Complete step by step solution:
Let us consider the rate of heat conduction through a material is having conductivity $K$ , cross-section area $A$ , length $\Delta x$ and temperature difference between two ends $\Delta x$ is given by,
Therefore we can write this as,
$\dfrac{{\Delta Q}}{{\Delta t}} = KA\dfrac{{\Delta T}}{{\Delta x}}.$
In case one the two rods are connected parallel. Also, it is given that the water’s temperature is ${100^o}C$ and the temperature of ice is ${0^o}C$ . Therefore the temperature difference between these two is, $\Delta T$ = ${100^o}C$
Let us say that the two rods are separated by a distance, $\Delta x$ = $l$
Therefore the rate of heat transfer through one rod is given by, $\dfrac{{\Delta {Q_1}}}{{\Delta t}} = KA\dfrac{{100}}{l}.$
Therefore through both the rods are, $2 \times KA\dfrac{{100}}{l}$$$$ = KA\dfrac{{200}}{l}$
In case two the two rods are connected in series. Therefore the length between the two rods are $2l$
Now the rate of heat transfer to the ice is given by, $\dfrac{{\Delta {Q_2}}}{{\Delta t}} = KA\dfrac{{100}}{{2l}}$
The heat which is transferred to the ice is used to melt it. The rate of melting is given by how much energy is required to raise a mass of water by several degrees.

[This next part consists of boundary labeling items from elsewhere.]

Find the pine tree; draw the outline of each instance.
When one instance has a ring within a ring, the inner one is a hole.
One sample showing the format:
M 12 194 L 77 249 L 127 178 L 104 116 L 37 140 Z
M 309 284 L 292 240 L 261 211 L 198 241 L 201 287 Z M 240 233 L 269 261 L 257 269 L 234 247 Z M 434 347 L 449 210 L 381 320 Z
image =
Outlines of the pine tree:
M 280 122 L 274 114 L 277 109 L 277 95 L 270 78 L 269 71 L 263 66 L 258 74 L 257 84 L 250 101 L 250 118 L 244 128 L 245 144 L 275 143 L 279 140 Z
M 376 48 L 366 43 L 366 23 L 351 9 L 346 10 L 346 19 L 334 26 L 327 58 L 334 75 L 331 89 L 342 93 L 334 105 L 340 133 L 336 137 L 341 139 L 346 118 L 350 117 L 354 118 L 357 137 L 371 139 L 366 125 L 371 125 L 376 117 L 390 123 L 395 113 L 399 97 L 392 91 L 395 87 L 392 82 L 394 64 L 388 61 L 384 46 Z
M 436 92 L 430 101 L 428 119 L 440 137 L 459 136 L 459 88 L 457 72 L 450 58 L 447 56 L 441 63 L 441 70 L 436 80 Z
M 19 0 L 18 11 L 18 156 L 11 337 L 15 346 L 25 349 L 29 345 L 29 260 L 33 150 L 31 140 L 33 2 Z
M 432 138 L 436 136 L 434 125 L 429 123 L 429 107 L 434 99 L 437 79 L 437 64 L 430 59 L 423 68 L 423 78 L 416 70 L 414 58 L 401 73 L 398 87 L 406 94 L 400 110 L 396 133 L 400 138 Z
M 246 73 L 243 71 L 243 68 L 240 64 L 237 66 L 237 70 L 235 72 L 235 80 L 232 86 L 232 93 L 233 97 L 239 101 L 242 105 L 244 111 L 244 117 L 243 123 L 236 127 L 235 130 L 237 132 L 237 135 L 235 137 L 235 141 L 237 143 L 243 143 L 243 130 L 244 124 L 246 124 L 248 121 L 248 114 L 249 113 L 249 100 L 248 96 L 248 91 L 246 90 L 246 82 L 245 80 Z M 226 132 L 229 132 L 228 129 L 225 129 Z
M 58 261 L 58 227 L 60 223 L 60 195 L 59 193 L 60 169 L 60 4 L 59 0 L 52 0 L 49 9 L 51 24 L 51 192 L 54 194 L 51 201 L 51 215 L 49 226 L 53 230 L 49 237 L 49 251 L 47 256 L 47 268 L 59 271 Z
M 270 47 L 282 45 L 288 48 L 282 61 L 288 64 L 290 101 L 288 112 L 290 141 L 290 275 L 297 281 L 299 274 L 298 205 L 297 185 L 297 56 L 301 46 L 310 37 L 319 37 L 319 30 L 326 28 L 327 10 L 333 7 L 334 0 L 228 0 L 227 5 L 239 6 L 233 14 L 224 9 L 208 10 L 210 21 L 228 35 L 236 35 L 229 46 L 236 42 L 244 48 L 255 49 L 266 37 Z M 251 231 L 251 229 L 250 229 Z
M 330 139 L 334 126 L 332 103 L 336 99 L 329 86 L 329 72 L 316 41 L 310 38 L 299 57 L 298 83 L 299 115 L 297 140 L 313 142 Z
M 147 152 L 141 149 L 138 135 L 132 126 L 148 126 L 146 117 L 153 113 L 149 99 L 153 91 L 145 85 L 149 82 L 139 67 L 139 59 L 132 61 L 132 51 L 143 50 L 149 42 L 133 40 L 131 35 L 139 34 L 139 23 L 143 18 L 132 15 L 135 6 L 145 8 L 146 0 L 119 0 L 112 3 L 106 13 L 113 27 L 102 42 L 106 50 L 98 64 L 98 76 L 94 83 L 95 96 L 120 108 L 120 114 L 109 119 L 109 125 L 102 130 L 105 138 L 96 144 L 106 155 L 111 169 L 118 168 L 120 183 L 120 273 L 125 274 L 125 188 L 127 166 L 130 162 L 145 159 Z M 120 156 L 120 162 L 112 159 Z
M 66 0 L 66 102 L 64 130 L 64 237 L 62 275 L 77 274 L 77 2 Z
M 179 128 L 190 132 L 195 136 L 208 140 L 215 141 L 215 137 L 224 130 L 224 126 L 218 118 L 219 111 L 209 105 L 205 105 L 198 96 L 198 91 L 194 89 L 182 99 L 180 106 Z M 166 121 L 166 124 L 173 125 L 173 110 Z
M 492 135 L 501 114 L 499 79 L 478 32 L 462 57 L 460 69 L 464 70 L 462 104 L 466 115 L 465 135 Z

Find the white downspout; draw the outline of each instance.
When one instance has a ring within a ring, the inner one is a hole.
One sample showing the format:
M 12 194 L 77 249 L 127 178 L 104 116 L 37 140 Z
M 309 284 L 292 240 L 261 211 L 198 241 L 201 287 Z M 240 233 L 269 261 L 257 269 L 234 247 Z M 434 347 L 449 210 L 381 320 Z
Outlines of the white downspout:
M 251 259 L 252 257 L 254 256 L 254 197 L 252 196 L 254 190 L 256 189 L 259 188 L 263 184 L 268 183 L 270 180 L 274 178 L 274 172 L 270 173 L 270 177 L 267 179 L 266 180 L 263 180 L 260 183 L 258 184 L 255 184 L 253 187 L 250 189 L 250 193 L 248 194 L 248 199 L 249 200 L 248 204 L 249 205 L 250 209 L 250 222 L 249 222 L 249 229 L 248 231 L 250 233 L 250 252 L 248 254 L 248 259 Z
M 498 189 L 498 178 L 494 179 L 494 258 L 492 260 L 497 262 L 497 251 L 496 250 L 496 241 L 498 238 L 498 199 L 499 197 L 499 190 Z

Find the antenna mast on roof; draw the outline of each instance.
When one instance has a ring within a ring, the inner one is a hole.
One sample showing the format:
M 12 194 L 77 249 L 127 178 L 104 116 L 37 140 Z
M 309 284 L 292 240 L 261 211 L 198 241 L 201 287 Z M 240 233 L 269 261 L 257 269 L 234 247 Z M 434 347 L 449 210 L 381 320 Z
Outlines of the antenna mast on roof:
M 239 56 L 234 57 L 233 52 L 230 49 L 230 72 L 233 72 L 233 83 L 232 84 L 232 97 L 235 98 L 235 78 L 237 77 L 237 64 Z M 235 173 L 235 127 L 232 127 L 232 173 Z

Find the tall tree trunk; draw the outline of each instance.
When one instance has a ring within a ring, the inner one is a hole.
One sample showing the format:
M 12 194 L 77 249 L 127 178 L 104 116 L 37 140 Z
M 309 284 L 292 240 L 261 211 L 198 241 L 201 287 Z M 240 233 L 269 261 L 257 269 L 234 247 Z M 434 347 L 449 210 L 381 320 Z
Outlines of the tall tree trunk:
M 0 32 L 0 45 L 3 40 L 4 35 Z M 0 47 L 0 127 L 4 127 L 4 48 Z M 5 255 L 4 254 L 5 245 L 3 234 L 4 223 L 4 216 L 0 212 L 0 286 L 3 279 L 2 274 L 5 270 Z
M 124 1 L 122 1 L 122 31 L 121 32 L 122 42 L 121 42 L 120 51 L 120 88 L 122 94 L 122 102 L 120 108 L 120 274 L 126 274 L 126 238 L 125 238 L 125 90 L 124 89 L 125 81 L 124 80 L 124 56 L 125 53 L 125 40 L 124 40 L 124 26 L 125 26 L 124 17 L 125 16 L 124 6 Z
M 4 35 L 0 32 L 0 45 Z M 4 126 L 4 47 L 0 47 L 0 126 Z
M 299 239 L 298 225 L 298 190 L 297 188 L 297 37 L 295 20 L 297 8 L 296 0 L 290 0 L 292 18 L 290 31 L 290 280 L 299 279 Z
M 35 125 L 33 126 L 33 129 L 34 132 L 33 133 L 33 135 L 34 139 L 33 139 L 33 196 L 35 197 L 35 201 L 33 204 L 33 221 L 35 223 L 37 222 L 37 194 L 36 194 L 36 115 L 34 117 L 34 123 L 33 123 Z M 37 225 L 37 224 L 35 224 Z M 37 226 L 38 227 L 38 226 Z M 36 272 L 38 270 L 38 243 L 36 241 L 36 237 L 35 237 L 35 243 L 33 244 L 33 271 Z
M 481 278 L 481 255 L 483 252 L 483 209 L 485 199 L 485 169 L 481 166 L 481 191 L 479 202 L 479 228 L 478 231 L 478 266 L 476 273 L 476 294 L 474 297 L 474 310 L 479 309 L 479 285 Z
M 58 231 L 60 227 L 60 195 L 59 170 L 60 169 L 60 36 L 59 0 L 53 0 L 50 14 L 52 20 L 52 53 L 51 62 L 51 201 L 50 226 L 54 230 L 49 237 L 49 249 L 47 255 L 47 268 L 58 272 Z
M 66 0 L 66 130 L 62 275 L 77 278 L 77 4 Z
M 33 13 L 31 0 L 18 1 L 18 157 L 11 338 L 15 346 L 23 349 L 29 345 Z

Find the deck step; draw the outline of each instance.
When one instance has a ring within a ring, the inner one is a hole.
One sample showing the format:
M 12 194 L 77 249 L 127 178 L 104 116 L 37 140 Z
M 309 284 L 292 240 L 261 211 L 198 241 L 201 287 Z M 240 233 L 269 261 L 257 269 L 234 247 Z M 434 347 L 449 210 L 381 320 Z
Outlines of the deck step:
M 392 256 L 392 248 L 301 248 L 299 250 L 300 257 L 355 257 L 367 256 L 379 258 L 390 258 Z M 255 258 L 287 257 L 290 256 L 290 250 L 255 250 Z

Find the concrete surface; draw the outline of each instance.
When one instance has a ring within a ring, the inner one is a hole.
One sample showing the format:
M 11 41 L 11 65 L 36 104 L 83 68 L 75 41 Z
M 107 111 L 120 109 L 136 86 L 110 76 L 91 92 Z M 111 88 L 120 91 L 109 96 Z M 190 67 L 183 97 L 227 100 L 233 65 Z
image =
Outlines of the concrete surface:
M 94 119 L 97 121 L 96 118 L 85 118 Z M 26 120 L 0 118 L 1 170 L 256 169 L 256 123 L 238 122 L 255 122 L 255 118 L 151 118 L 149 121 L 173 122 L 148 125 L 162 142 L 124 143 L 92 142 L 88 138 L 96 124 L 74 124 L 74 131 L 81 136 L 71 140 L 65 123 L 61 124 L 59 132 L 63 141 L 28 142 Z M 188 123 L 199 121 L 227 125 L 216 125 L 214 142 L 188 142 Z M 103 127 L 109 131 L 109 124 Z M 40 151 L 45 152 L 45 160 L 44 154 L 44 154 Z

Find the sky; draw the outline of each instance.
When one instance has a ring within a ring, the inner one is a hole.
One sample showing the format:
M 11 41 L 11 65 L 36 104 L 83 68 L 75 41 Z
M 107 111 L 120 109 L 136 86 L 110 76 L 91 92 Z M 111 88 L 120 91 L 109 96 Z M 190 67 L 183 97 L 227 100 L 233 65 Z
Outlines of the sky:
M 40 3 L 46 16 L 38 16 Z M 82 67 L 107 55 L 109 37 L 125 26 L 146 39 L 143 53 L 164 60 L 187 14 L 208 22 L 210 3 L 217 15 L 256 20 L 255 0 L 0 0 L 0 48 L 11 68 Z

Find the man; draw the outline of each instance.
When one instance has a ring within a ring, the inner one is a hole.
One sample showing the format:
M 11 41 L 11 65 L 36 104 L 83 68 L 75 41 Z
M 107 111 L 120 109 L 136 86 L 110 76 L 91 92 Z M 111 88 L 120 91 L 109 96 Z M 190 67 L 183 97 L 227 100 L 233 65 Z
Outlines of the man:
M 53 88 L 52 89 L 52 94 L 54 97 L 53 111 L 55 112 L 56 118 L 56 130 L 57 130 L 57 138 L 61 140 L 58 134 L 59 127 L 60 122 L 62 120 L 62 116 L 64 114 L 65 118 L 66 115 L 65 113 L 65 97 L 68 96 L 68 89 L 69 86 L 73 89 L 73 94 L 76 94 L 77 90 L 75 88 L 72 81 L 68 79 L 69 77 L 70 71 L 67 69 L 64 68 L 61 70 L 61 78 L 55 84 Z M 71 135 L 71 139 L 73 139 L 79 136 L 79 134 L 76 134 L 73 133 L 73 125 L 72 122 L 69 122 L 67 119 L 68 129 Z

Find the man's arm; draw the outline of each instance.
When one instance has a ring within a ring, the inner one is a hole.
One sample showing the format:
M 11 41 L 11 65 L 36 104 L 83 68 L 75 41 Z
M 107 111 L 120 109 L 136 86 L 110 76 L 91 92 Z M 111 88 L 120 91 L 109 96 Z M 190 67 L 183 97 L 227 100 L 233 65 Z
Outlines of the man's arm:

$q = \dfrac{{\Delta m}}{{\Delta t}}$$$$ = \dfrac{1}{L}\dfrac{{\Delta Q}}{{\Delta t}}$
Here $L$ is the latent heat of fusion.
$\dfrac{{{q_1}}}{{{q_2}}} = \dfrac{{\dfrac{{\Delta {Q_1}}}{{\Delta t}}}}{{\dfrac{{\Delta {Q_2}}}{{\Delta t}}}} = 4.$
Therefore the correct option is D.

Note:
Latent heat is the amount of energy absorbed or released by a substance during a change in its physical state that occurs without changing its temperature. This latent heat associated with freezing a liquid or melting a solid is called heat of fusion. The latent heat is expressed as the amount of heat per mole or unit of mass of substance changing of state.